Sin embargo, a mí no lograron convencerme los argumentos con que, en mi familia, se tranquilizaban mutuamente los revolucionarios victoriosos y los ex gubernistas derrotados. Mis instintos, más que cualquier conocimiento, me advertían contra aquella aparente unanimidad. De súbito, la revolución y sus líderes se convertían en iconos incuestionables e intocables, por encima de las contingencias de la política tradicional.

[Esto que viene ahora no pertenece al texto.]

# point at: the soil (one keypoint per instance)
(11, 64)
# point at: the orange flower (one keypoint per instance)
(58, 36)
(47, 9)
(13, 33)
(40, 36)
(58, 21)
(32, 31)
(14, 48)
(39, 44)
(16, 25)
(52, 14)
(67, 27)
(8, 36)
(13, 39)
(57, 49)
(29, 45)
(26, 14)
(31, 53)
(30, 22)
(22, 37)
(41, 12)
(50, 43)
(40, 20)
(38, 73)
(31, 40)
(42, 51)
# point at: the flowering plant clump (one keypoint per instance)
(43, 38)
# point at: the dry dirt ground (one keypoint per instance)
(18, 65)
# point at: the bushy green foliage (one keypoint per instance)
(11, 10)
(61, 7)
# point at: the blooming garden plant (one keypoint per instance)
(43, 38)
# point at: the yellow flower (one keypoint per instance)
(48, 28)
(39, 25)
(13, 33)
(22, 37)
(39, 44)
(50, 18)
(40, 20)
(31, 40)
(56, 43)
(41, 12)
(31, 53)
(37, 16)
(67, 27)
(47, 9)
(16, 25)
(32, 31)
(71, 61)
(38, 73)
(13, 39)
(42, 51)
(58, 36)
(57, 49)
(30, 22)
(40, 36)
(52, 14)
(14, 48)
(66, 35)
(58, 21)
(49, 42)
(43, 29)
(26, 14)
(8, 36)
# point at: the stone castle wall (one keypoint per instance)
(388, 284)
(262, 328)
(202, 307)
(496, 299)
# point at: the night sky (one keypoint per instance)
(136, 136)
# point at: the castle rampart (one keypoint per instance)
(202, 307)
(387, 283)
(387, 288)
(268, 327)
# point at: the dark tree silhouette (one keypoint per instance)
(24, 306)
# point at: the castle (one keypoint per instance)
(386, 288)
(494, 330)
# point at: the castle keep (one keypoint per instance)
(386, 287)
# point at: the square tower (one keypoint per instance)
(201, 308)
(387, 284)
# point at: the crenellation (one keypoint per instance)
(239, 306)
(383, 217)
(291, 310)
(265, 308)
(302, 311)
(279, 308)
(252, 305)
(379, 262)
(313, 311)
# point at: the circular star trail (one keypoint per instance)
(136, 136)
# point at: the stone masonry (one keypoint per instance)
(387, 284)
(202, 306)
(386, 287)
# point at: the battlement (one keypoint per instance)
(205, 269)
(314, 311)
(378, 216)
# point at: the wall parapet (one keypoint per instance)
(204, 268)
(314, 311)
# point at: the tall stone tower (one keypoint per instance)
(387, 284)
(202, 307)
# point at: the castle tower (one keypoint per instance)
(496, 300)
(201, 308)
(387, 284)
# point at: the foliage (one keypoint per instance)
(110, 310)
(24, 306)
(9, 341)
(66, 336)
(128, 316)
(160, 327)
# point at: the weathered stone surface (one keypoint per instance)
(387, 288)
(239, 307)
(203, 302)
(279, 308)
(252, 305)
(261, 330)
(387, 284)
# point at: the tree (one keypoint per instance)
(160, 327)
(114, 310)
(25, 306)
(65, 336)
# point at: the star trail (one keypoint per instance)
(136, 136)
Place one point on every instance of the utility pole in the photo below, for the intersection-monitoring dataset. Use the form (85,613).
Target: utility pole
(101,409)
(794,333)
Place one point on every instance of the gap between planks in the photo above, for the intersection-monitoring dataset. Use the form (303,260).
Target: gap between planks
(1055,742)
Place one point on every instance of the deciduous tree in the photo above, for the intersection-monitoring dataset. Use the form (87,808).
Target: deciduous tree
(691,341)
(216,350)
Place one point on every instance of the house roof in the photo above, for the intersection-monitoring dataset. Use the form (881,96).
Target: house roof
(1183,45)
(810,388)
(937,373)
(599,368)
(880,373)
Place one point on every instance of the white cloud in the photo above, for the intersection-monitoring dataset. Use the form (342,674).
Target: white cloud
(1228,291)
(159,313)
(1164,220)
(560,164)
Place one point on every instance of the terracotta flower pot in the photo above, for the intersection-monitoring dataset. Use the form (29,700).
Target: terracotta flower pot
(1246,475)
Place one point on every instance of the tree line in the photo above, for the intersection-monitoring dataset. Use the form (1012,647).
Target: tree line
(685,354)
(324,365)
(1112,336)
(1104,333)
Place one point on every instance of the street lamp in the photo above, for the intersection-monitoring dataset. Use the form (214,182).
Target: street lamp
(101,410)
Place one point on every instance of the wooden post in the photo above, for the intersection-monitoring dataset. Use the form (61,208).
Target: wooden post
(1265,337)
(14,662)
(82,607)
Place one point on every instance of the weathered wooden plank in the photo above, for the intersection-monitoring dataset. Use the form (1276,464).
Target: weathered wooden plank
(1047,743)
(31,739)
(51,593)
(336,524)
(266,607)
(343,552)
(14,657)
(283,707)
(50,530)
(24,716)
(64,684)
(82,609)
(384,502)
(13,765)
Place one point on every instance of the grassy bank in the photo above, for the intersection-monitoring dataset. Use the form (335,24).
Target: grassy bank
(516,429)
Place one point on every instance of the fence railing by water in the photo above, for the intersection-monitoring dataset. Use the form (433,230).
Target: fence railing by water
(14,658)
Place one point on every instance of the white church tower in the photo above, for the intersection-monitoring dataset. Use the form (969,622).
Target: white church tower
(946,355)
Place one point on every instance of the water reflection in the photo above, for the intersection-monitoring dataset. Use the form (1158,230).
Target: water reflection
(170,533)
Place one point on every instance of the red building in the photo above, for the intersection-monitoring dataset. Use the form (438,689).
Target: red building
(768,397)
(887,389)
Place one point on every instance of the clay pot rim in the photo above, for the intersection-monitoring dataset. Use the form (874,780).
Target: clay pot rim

Esa súbita sacralidad me aplastaba y me conturbaba. Aunque tal vez no fuera capaz de definirlo con estos términos, me di cuenta entonces de que nuestro país había salido del ámbito de la historia tradicional (al cual pertenecían Batista y sus matones y los políticos que se les oponían y los periodistas que los denunciaban, etcétera) para entrar en la intemporalidad de la historia sagrada. La desbordante y universal alegría con que el pueblo saludaba a la revolución era lo más obsceno.

Por supuesto, esa unanimidad era aparente. Aunque apoyado por una inmensa mayoría, el castrismo nunca contó, en verdad, con los porcentajes de respaldo popular que sostienen aún muchos de los estudiosos de la revolución, tanto amigos como enemigos.

Aunque apenas visibles en aquellos primeros días, había por lo menos tres segmentos de la ciudadanía que no participaron de ese entusiasmo inicial: la vasta nómina de empleados públicos, que debían sus puestos al gobierno y que esperaban, lógicamente, la inmediata cesantía (salvo a los que amparaba un estatuto de inamovilidad, como era el caso de jueces y maestros); los pequeños propietarios agrícolas que, por tradición y desconfianza natural, nunca son revolucionarios y que, en el caso de la sierra del Escambray y de la cordillera de los Órganos, no tardaron en nutrir las filas de la contrarrevolución activa; y los estratos más bajos de la población, sobre todos los negros, entre quienes Batista siempre había tenido sus aliados más fieles.

La revolución había sido hechura de la clase media, mayoritariamente blanca, a la que se sumaban algunos sectores obreros y, por convicción o conveniencia, gran parte de la clase alta. Puede afirmarse, además, que había un ingrediente de racismo en la oposición a Batista: su mestizaje le enajenaba a casi toda la población social y económicamente activa del país.

No habría de pasar mucho tiempo antes de que la clase media siguiera a la clase alta empresarial como víctima de los desmanes del poder revolucionario y empezara a desertar masivamente. Sin embargo, esa pérdida de popularidad para el régimen se vio compensada por la captación de sectores más pobres y marginados que no habían simpatizado con la revolución en el principio y que se incorporarían luego, seducidos por las demagógicas promesas del poder y un explicable resentimiento social. Es decir, los negros batistianos se harían revolucionarios por el mismo tiempo en que muchos blancos desencantados de la revolución se marginaban o tomaban el camino del exilio.